Marion, nella tua esperienza di attrice quali differenze hai trovato lavorando negli USA rispetto alla Francia?
Marion Cotillard: E' un po' difficile rispondere a questa domanda. E' vero che ci sono delle differenze logistiche, ma in realtà ogni film è una storia unica, è impossibile fare i confronti.
Come hai creato il look visivo del film? Anche in questo caso ti ha aiutato James Gray?
Guillaume Canet: Al momento delle riprese James era impegnato con il suo film perciò non poteva essere presente, ma mi sono affidato ai miei collaboratori spiegandogli il risultato che volevo ottenere. Ho fatto vedere a tutti Main Street e Re per una notte, ma uno dei film a cui sono più legato, e che mi ha influenzato moltissimo per atmosfera e colori, è Panico a Needle Park di Jerry Schatzberg.
Marion Cotillard: E' un sollievo e un piacere sentire che il mio accento funziona. Quando creo un personaggio cerco di arricchirmi con le sue caratteristiche, ma l'accento italiano è molto difficile. Avevo tentato di impararlo in passato, ma non ci ero riuscita. Stavolta però era necessario che il mio personaggio fosse italiano e ce l'ho messa tutta, ma è stato molto stressante.
Clive, per interpretare un uomo che ha difficoltà nelle relazioni familiari hai attinto a qualche tua esperienza personale?
Clive Owen: No, in realtà sono partito dalla sceneggiatura. La cosa che ho amato di più è la complessità delle relazioni tra i personaggi che trovano difficoltà nel separarsi, ma ugualmente non riescono a stare insieme perché sono diversi tra loro.
Blood Ties è un film sul tradimento, sulla difficoltà di mantenere la parola data.
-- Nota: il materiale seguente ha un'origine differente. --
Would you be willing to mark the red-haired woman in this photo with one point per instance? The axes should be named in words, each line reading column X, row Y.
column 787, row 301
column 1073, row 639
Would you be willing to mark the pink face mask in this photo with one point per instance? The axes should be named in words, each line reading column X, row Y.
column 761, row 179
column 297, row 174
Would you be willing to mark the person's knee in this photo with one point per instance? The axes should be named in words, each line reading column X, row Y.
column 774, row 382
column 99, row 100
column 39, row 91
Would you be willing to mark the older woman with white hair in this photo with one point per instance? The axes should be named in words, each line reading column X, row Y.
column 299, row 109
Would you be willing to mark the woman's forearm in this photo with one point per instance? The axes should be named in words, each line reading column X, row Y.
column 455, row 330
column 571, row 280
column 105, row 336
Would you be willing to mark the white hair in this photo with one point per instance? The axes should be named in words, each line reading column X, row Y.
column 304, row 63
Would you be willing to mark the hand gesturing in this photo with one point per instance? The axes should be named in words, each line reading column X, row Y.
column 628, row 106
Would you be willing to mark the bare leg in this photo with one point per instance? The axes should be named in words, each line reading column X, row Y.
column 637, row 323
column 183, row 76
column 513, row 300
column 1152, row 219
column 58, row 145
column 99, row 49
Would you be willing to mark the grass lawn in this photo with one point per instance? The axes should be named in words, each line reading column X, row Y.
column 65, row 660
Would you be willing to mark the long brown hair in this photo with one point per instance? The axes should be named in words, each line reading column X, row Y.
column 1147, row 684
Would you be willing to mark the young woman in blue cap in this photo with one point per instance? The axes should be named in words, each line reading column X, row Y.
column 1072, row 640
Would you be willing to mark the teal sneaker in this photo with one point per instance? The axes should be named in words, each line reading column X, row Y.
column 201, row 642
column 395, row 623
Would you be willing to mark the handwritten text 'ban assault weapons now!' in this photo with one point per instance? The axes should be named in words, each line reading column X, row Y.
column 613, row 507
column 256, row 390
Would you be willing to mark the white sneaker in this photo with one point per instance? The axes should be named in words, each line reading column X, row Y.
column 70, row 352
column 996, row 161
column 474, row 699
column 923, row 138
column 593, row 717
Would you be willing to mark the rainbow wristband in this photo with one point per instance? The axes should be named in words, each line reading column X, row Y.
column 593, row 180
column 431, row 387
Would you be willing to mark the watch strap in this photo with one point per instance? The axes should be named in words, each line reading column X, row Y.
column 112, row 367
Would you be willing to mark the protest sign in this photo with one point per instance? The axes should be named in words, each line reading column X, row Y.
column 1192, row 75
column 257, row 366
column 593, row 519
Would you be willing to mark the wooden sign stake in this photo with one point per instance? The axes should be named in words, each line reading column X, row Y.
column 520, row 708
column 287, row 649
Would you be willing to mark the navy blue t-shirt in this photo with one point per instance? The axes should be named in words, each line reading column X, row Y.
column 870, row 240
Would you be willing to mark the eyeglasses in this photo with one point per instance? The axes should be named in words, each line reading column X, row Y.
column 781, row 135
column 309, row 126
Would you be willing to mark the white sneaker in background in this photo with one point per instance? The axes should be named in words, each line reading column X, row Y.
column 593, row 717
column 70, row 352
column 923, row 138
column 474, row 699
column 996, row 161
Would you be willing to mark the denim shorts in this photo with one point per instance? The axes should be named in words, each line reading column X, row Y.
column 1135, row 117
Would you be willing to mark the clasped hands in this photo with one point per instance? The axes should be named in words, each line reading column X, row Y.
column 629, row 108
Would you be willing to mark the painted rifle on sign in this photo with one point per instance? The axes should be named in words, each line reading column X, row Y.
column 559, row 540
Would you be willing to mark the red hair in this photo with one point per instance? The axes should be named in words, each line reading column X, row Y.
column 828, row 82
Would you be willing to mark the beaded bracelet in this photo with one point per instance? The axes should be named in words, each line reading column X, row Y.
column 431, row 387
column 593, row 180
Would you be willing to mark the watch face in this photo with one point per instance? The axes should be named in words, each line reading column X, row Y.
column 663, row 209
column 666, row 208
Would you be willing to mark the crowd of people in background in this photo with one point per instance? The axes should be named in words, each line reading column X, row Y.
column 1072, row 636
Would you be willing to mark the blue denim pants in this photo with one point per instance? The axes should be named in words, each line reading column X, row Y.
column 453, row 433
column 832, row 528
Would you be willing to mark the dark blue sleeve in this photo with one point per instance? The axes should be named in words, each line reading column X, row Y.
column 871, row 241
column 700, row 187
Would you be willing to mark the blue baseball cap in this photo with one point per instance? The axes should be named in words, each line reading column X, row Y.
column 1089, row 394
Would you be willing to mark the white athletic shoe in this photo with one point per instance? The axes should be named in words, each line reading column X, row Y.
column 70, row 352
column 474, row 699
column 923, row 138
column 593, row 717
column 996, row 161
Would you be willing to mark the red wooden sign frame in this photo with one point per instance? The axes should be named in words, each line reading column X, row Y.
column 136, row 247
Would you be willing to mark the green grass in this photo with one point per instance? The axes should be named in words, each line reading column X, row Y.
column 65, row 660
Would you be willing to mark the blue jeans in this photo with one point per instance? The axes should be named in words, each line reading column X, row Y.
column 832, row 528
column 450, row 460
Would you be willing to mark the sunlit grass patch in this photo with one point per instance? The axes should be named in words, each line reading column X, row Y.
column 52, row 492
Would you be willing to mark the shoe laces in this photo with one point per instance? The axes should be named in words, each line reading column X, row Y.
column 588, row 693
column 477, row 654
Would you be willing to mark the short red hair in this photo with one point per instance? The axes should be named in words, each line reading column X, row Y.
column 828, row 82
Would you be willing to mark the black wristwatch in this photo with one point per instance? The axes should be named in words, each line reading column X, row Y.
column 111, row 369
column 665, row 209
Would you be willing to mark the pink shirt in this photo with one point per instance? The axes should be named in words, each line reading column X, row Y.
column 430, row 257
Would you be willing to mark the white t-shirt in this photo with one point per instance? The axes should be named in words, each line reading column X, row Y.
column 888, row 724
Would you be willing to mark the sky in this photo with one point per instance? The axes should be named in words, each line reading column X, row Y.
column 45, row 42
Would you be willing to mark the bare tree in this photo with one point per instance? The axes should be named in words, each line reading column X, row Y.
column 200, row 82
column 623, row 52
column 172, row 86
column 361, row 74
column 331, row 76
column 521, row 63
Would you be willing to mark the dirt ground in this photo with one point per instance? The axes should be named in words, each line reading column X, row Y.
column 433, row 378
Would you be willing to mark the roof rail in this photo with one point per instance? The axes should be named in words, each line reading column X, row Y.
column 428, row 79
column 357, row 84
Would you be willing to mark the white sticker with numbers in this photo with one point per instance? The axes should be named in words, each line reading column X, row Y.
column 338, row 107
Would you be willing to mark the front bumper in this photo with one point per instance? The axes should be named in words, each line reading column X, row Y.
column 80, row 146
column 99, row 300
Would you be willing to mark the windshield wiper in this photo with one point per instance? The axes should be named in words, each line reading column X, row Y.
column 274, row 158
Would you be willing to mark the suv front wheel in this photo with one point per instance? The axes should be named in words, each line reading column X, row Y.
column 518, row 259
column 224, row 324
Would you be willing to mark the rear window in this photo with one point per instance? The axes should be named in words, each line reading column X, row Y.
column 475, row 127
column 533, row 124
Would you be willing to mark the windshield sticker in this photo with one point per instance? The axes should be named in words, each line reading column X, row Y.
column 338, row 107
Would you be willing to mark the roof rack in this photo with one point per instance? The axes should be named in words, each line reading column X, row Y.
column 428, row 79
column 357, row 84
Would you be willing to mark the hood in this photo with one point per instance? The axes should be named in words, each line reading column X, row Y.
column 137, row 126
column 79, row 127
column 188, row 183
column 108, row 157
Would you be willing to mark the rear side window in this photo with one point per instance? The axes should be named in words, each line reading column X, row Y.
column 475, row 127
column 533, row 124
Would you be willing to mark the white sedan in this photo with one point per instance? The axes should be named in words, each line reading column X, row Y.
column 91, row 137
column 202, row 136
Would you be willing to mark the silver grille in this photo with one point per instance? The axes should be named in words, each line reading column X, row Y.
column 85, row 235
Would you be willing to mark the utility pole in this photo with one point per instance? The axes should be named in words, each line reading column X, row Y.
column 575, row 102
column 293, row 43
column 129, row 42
Guillaume, per te è difficile mantenere una promessa?
Guillaume Canet: Ho tanti difetti, ma se c'è una qualità che ho è la lealtà. Mantengo sempre la parola. In questo caso il personaggio di Billy Crudup si trova di fronte a una difficoltà enorme, il sangue. Qualsiasi cosa accada, un fratello rimane sempre un fratello e non si cessa di amarlo anche se ha un carattere complicato. Nella scena in cui Billy riporta il fratello in prigione c'era qualche battuta di dialogo, ma gli attori mi hanno suggerito di eliminarlo. Il loro dramma si consuma nel silenzio perché a volte non si possono trovare le parole.